Je cherche une lettre, un pauvre traité, une signature, n’importe quoi prouvenant de mon père prouvant ses véritables intentions, sans pour autant m’exposer au risque d’être emprisonnée, si je le dénonce à la cour juridique et que mes preuves ne sont pas un minimum crédibles.
Pourtant, les minutes passent, et Félix, dont les mains doivent fondre, s’impatiente :
– Qu’est-ce que tu faisais de tes journées ?
– Bibliothèque, jardin. Jardin, bibliothèque, chambre… Pleins de trucs productifs et intéressants.
– Et tu as le droit d’être là, ou genre, on est des criminels ?
– Et bien, être dans le palais, oui. Être dans son bureau, sans un manuscrit d’autorisation signé de sa main, non, pas vraiment.
– Ah ! Tu passes au-dessus des règles, princesse. Sexy, plaisante-t-il.
– Arrête.

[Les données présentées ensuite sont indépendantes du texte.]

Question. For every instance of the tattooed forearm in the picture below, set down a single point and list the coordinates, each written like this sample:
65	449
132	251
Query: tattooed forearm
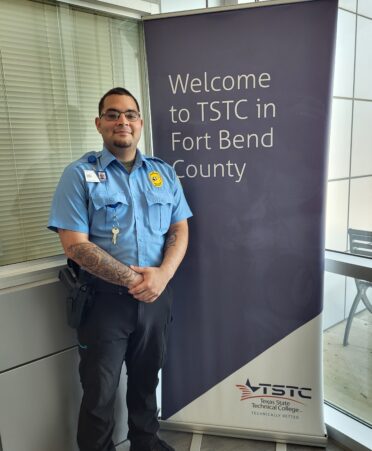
171	240
99	263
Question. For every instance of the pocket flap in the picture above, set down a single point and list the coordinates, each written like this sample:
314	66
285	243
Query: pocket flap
111	200
158	197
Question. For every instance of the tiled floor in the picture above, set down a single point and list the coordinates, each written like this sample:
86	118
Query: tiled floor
182	441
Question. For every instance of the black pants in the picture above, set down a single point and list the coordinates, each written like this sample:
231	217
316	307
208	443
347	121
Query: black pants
119	328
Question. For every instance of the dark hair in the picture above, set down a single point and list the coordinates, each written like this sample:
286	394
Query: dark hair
117	91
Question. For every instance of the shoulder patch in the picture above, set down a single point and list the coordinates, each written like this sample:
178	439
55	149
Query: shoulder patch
155	159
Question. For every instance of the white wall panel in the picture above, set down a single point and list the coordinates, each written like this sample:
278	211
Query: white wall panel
39	405
361	163
360	203
181	5
347	4
344	60
363	69
340	137
33	323
365	7
336	215
334	299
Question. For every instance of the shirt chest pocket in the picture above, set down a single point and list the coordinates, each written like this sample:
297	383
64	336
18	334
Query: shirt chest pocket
109	207
159	210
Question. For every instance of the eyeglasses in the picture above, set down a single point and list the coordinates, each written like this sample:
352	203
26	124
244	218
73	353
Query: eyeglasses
114	115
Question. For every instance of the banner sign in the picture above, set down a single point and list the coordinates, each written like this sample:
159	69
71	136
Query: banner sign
240	103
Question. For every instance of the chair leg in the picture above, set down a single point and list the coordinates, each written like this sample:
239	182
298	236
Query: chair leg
350	318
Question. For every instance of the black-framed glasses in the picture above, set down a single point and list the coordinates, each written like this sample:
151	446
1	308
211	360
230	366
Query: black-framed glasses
113	115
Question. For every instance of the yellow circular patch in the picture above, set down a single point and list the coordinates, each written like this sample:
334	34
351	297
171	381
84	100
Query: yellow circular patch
156	179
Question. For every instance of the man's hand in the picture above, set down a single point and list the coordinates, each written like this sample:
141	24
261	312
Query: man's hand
153	284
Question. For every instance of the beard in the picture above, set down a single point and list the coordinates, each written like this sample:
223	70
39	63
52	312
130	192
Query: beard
122	143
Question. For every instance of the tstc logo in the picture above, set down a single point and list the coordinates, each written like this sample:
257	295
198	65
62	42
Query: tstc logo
289	392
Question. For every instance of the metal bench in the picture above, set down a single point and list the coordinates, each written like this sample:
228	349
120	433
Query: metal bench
360	244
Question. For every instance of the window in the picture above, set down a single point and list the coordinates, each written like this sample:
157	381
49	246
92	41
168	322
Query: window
347	366
55	64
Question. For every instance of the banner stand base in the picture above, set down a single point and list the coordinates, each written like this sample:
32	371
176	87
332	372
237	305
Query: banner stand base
252	434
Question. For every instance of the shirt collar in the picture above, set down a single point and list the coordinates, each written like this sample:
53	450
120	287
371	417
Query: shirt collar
107	158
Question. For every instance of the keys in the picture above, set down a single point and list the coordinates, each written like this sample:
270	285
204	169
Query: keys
115	232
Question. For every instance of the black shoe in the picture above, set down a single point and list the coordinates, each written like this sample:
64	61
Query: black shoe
155	445
161	445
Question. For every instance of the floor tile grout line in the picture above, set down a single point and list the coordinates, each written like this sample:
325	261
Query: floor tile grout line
196	442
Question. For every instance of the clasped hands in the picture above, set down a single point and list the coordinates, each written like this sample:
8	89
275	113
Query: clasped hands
149	284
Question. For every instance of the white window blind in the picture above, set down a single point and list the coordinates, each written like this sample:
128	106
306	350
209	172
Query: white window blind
55	64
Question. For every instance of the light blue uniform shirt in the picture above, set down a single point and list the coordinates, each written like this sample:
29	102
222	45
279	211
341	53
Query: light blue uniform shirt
142	204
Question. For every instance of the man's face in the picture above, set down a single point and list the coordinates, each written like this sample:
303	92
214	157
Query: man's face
121	136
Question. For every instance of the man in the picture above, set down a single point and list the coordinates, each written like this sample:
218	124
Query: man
122	217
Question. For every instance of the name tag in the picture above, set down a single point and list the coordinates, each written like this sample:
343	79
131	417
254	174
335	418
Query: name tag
91	176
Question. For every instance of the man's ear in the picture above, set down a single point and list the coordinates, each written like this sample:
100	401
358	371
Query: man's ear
98	124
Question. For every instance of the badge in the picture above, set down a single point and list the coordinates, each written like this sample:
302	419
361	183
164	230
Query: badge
156	179
102	176
91	176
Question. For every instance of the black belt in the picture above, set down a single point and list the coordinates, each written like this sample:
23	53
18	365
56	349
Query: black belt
102	286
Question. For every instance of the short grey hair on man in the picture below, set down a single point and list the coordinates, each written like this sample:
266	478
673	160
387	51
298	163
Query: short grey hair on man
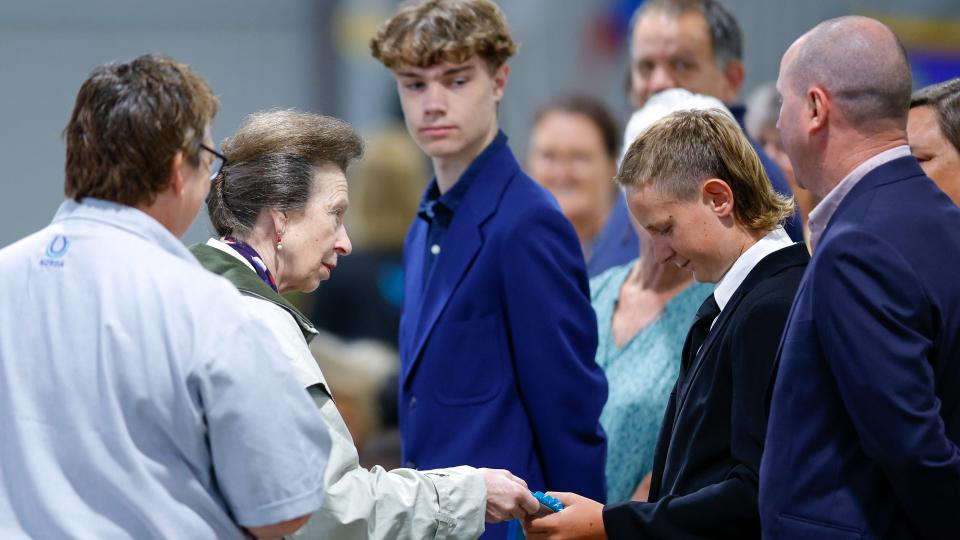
862	65
726	39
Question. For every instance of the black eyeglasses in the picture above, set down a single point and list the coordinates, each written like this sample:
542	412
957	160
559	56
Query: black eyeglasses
217	164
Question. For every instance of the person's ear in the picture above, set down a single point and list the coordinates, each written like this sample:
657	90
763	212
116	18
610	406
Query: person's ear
719	197
818	107
177	179
500	77
279	221
735	74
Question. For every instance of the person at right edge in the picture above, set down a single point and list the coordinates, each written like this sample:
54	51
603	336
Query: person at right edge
497	335
865	414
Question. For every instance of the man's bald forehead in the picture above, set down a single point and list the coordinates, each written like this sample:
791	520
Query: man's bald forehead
859	62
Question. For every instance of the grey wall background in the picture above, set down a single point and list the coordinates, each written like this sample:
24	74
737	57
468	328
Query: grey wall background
311	55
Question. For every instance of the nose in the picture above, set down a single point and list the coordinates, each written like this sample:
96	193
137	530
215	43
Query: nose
434	100
343	246
661	79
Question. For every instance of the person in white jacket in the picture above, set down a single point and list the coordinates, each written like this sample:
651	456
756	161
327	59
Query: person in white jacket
278	206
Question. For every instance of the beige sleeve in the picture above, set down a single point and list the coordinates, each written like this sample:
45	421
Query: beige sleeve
402	503
376	503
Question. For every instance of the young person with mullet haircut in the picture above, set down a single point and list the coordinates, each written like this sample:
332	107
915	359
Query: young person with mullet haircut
497	338
695	183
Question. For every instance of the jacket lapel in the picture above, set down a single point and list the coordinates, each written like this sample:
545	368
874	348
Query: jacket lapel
768	266
460	246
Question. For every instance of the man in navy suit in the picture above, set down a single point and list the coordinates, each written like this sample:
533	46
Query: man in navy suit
497	336
696	45
865	412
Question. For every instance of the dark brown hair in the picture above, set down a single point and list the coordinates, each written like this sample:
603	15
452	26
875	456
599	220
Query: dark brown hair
129	121
270	164
682	150
595	111
945	99
426	33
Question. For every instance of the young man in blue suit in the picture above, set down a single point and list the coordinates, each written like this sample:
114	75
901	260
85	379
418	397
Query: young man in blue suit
694	182
497	337
865	414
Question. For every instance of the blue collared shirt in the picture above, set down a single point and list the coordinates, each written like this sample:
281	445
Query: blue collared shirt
137	397
438	209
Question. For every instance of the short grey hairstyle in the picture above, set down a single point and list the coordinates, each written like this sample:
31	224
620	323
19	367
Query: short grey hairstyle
944	98
270	164
726	38
868	76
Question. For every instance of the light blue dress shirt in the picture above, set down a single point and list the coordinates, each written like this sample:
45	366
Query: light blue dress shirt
640	376
137	399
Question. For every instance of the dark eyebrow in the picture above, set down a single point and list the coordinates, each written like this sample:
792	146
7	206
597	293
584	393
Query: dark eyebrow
457	70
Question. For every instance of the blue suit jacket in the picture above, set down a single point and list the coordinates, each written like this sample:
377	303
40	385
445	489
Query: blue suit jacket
497	351
865	413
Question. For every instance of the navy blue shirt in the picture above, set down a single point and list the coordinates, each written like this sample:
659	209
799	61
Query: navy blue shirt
437	210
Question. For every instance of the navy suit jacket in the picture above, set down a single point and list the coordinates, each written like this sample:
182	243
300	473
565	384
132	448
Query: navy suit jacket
865	413
497	348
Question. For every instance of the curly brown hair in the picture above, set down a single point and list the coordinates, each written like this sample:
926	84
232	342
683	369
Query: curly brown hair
129	121
430	32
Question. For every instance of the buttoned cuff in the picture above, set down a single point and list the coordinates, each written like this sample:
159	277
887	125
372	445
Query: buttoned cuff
462	498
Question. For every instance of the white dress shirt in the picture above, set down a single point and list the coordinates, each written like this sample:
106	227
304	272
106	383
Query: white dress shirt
820	216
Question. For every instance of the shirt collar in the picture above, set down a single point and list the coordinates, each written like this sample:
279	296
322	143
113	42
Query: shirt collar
451	200
774	240
126	218
820	216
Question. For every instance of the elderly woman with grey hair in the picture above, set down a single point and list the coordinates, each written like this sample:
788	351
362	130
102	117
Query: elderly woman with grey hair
933	129
278	206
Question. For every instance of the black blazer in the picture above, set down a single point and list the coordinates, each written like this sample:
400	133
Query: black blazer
707	460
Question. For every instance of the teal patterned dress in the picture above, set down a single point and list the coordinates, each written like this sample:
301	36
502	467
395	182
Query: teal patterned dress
640	375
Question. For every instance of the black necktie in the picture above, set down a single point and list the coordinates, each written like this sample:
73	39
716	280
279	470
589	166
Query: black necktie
698	331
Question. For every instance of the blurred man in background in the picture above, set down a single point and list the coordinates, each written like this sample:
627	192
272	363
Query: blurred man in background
137	399
864	431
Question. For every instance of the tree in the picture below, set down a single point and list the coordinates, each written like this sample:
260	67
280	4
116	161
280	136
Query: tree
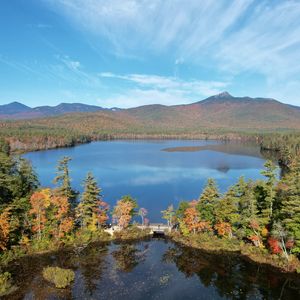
91	210
124	211
64	182
7	179
169	215
40	201
4	147
183	205
289	194
280	235
270	173
59	216
143	213
4	228
27	180
191	218
208	200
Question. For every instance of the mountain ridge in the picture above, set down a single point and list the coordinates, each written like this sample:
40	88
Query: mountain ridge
221	111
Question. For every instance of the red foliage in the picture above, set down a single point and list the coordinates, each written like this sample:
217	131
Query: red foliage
223	228
289	244
274	245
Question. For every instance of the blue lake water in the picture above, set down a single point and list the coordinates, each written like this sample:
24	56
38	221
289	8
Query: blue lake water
154	177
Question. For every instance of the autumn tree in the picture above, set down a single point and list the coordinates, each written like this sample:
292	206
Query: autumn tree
143	213
124	211
207	201
39	201
267	201
290	203
63	181
4	228
169	215
59	216
92	210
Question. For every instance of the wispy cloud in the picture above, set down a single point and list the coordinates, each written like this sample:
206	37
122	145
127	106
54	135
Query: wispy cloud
231	36
72	71
150	89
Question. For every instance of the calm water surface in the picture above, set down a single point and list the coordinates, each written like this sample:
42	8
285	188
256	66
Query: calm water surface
154	269
154	177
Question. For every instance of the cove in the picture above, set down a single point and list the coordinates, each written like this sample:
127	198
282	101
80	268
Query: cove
155	177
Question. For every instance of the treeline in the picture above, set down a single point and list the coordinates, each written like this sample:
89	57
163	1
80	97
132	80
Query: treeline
264	213
35	217
73	129
286	146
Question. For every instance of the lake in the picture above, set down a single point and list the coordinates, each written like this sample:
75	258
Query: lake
151	269
150	171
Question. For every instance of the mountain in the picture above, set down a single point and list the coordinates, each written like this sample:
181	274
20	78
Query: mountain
13	108
222	111
16	110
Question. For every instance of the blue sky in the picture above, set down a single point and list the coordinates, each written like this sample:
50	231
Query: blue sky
127	53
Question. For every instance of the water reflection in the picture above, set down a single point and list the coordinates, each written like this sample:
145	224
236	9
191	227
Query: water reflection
152	270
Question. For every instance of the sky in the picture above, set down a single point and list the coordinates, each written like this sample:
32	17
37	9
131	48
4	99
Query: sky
126	53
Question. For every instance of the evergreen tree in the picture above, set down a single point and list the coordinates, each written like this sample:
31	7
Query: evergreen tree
87	209
27	180
124	211
4	147
227	208
64	182
207	201
7	179
270	173
290	199
183	205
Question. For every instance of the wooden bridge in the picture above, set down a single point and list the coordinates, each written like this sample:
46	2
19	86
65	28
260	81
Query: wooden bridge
158	228
155	228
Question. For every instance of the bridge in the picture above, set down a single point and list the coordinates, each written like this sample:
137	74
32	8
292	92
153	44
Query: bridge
155	228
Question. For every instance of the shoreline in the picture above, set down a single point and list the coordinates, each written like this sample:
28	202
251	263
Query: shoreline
134	234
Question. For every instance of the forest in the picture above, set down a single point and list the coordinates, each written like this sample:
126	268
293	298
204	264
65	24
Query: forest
262	215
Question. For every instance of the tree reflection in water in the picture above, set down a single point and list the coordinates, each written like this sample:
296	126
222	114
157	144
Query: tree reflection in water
233	277
127	257
152	269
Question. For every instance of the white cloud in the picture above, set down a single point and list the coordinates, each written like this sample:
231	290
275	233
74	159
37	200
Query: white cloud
150	89
261	37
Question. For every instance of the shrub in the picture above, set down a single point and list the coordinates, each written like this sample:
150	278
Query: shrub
6	286
60	277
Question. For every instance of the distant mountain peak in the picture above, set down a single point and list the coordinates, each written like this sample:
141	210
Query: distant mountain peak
224	94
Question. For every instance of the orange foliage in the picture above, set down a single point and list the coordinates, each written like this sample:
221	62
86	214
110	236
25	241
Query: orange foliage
64	223
122	213
223	228
102	210
4	228
39	202
191	218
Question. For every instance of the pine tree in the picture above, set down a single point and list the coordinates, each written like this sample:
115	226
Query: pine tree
290	200
227	208
207	201
169	214
91	199
270	173
124	211
64	182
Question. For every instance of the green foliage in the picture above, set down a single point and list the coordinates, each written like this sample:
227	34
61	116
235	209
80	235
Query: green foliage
290	200
61	278
63	181
87	208
6	286
207	201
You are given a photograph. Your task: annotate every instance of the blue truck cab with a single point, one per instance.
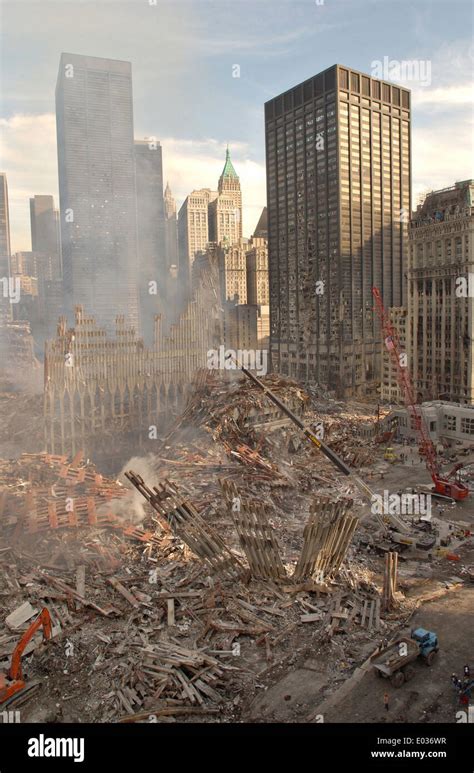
(427, 641)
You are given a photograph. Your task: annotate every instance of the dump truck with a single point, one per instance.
(393, 662)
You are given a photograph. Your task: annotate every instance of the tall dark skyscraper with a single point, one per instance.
(96, 160)
(171, 228)
(151, 232)
(339, 201)
(45, 229)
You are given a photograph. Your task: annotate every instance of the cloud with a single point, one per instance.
(30, 162)
(442, 155)
(443, 98)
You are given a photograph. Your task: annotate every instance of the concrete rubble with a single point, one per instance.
(248, 560)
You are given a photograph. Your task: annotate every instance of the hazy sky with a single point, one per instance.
(182, 56)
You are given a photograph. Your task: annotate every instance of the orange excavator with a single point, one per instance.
(12, 683)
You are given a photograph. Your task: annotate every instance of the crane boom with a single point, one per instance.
(443, 484)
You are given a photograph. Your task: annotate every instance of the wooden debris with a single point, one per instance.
(171, 618)
(124, 592)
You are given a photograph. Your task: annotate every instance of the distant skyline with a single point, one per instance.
(184, 55)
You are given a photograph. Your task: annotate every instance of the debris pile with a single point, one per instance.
(246, 562)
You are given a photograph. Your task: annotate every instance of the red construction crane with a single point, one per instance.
(447, 485)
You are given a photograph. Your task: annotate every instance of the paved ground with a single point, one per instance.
(428, 697)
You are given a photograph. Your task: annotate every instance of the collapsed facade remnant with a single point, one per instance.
(95, 385)
(327, 536)
(42, 491)
(185, 521)
(390, 580)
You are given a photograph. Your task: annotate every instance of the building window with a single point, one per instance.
(467, 426)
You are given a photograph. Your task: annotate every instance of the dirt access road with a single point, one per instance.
(428, 697)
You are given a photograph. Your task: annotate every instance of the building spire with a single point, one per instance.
(228, 170)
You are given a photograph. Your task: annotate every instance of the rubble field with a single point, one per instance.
(231, 576)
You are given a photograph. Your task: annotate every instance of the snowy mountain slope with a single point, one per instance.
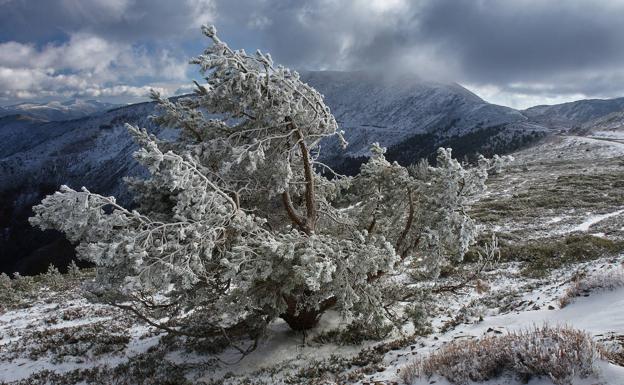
(35, 159)
(57, 111)
(371, 108)
(410, 116)
(574, 114)
(558, 213)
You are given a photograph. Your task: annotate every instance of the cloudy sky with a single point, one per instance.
(512, 52)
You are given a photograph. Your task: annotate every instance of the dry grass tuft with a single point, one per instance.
(559, 353)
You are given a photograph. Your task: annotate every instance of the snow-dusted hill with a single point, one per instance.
(57, 111)
(574, 114)
(409, 116)
(407, 112)
(558, 212)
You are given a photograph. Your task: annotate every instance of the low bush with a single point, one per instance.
(559, 353)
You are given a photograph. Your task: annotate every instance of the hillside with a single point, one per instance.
(562, 249)
(57, 111)
(411, 117)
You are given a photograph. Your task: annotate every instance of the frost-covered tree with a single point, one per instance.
(236, 226)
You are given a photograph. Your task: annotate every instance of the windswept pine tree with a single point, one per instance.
(239, 224)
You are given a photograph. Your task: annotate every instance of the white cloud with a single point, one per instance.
(86, 65)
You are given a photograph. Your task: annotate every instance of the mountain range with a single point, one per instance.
(85, 143)
(57, 111)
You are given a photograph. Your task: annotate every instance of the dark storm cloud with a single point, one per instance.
(515, 52)
(126, 20)
(533, 48)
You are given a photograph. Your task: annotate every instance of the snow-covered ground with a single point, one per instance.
(567, 187)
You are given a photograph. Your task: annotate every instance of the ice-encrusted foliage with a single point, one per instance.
(235, 227)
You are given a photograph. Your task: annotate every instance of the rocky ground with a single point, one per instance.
(558, 213)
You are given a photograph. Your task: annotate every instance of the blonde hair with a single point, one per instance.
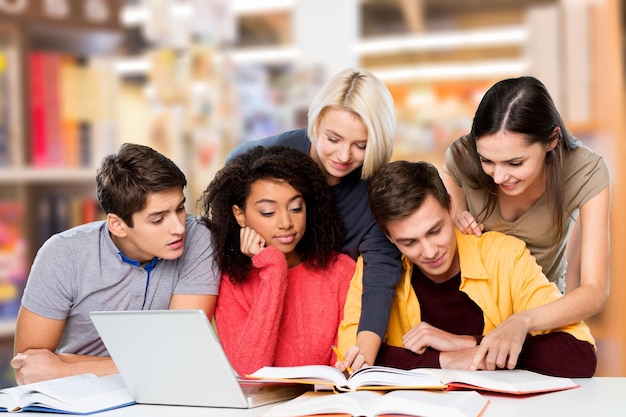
(365, 95)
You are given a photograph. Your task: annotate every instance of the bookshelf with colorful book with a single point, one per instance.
(56, 66)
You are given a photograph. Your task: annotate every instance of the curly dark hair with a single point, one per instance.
(520, 105)
(232, 185)
(125, 179)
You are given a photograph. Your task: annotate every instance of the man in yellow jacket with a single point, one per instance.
(456, 288)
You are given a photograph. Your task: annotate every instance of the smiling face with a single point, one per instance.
(158, 230)
(341, 143)
(276, 211)
(516, 166)
(426, 237)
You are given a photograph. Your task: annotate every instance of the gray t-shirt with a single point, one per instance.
(81, 270)
(585, 174)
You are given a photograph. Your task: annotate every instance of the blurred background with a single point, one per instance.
(194, 78)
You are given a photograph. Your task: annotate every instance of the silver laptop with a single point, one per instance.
(174, 357)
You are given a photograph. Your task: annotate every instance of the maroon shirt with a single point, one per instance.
(447, 308)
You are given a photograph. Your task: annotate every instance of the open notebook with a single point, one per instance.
(174, 357)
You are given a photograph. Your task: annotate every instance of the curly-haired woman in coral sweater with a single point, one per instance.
(276, 237)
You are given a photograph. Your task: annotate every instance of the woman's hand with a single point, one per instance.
(251, 243)
(467, 224)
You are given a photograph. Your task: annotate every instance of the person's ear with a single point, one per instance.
(239, 215)
(117, 226)
(556, 133)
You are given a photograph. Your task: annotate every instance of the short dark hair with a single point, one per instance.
(125, 179)
(232, 185)
(400, 188)
(519, 105)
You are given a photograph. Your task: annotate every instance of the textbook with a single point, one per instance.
(78, 394)
(376, 403)
(508, 381)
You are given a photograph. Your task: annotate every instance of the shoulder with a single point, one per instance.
(491, 243)
(193, 226)
(79, 236)
(582, 161)
(344, 264)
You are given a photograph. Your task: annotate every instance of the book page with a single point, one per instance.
(380, 377)
(373, 403)
(352, 403)
(80, 393)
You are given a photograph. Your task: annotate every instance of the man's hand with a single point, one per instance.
(353, 359)
(460, 359)
(34, 365)
(501, 347)
(251, 243)
(424, 336)
(467, 223)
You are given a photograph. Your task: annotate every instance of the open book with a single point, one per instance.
(79, 394)
(514, 381)
(375, 403)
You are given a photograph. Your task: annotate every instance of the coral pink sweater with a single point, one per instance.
(282, 316)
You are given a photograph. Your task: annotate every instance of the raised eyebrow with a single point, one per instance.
(269, 200)
(330, 132)
(508, 161)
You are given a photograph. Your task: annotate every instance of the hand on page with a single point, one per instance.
(501, 347)
(34, 365)
(467, 223)
(251, 243)
(459, 359)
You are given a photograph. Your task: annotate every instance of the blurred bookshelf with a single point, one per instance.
(193, 79)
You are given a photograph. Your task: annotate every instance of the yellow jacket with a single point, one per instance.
(497, 272)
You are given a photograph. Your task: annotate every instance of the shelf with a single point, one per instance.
(7, 328)
(47, 175)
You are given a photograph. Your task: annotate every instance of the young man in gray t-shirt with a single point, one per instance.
(148, 254)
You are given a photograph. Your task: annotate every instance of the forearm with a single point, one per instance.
(248, 317)
(369, 343)
(79, 364)
(558, 354)
(579, 304)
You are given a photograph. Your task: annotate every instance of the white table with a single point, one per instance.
(605, 397)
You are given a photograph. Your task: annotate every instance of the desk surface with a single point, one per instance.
(604, 397)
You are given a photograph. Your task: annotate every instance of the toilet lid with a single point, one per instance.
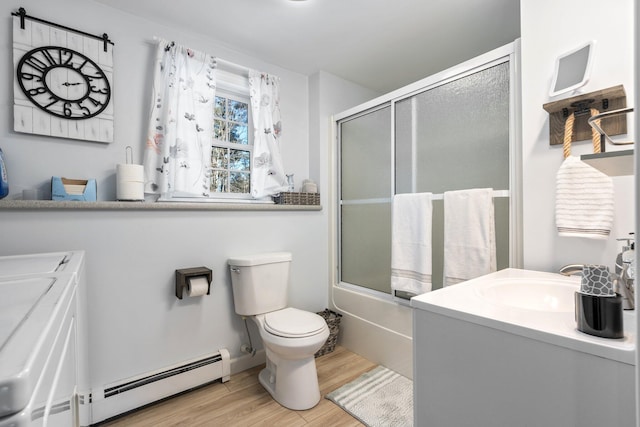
(293, 323)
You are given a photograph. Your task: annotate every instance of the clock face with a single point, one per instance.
(63, 82)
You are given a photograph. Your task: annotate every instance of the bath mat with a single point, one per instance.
(380, 397)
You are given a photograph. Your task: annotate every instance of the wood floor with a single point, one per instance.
(242, 401)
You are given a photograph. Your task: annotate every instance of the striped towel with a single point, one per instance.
(411, 243)
(584, 200)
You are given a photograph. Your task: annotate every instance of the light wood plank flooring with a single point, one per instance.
(242, 401)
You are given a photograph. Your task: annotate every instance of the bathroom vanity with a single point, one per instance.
(503, 350)
(41, 362)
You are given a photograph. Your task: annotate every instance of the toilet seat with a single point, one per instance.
(293, 323)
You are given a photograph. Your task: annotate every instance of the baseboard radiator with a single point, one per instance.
(132, 393)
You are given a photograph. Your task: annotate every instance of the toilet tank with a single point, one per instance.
(260, 282)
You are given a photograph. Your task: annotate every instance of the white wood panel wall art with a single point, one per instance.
(63, 82)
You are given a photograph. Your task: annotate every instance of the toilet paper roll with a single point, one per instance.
(197, 286)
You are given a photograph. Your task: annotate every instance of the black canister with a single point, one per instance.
(599, 315)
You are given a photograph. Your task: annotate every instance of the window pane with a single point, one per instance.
(239, 160)
(238, 111)
(239, 182)
(221, 107)
(219, 182)
(219, 158)
(220, 130)
(238, 134)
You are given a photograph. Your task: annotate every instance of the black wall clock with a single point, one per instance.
(63, 82)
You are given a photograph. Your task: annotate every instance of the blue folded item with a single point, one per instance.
(84, 190)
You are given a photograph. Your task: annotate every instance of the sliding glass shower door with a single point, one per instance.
(453, 134)
(365, 176)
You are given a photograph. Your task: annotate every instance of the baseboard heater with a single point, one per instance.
(133, 393)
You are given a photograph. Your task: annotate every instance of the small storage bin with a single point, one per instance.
(292, 198)
(333, 322)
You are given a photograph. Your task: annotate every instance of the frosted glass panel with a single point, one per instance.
(366, 156)
(455, 136)
(366, 246)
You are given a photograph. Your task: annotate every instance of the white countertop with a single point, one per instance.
(465, 301)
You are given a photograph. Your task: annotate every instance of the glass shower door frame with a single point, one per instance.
(508, 53)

Tu es insupportable.
– Ce n’est pas que je n’apprécie pas la chaleur de ton petit château, mais je rentrerais bien, tu sais… dormir. ! Tu as bientôt fini ?
– Je crois que je ne trouverai pas ce que je cherche ce soir.
– Tu veux de l’aide ? dit-il en penchant sa tête en arrière sur le dossier du canapé, m’offrant un grand sourire et des joues rosies par le feu.
– Non. Je crois que la mission secrète est finie.
Dans un soupir de soulagement, il se relève et s’étire dans un bâillement.
– En tout cas, je préfère largement le Cardinal à l'ASE. La prochaine fois, je visite ta piole.
C’était déplacé, mais je rigole quand même.
– Tu penses vraiment devoir revenir ? Je lui demande sur la route du retour.
– Je pense bien, oui. Je n’ai pas eu accès à mes réponses.
– Tu ne veux rien me dire ?
– Et toi ?
Nous gardons le silence un moment. Quand on est loin de l’Académie, de nos obligations, de la compétition et de cette tension permanente qui nous monte l’un contre l’autre, je m’aperçois que nous aurions pu être un peu plus que des rivales. Bien qu’il soit agaçant, méprisant et associable, une partie de moi a envie de tout lui révéler, de lui partager une partie de ma vie. Mais si je faisais ça, avec qui que ce soit, je suspendrais une épée de Damoclès au-dessus de mon crâne, là où la couronne pèse déjà si lourd.